The nation's biggest high-performance computer maker, Dawning Information Industry Co Ltd, said yesterday that it would make the fastest supercomputer in China, which would make the country one of the world leaders in the field.
Dawning said in Beijing that it would cooperate with the National Research Center for Intelligent Computing System and US semiconductor giant Advanced Micro Devices (AMD) to develop a Red Grid program.
The product will be named the Dawning 4000A and will have a peak speed of 10,000 giga-floating point operations per second (Gflops), slower than only those setups in the Earth Simulator Center in Japan and the Los Alamos National Laboratory in the United States.
The previous high ranking for a Chinese company on the world's Top 500 Supercomputer chart was 43rd, garnered by the Legend Group last year.
"The Red Grid program marked a milestone in China's development in high-performance computing," said Shi Dinghuan, secretary general of the Ministry of Science and Technology.
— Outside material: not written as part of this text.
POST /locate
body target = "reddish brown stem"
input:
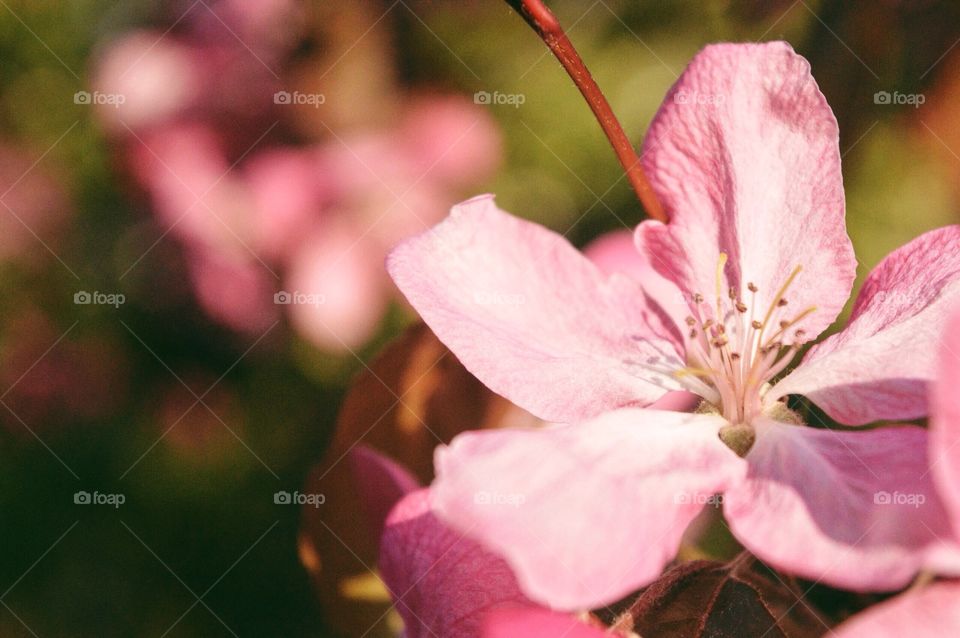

The Dawning 4000A will adopt cluster computing technology by integrating a collection of computers to cooperatively work as a single computing source.
A supercomputer made with cluster computing technology only costs about one-quarter of those with vector or mainframe technologies, according to Li Guojie, an academic of the Chinese Academy of Science.
The supercomputer will have more than 2,000 AMD Opteron processors.
This is the first time that a Chinese supercomputer maker uses AMD's Opteron processors, and previously the chips by AMD's arch-rival Intel are the most favored choice.
Dawning President Li Jun said the high-performance and good compatibility between 32-bit and 64-bit computing by Opteron was a major factor in cooperating with AMD.
However, he said that all the software, main boards and stability designs are all invented by the Chinese.
The design of the Dawning 4000A has been completed and the finished product will be delivered to customers in June.
The supercomputer will be endorsed by weather forecasts, oil exploration, research organizations and other sectors.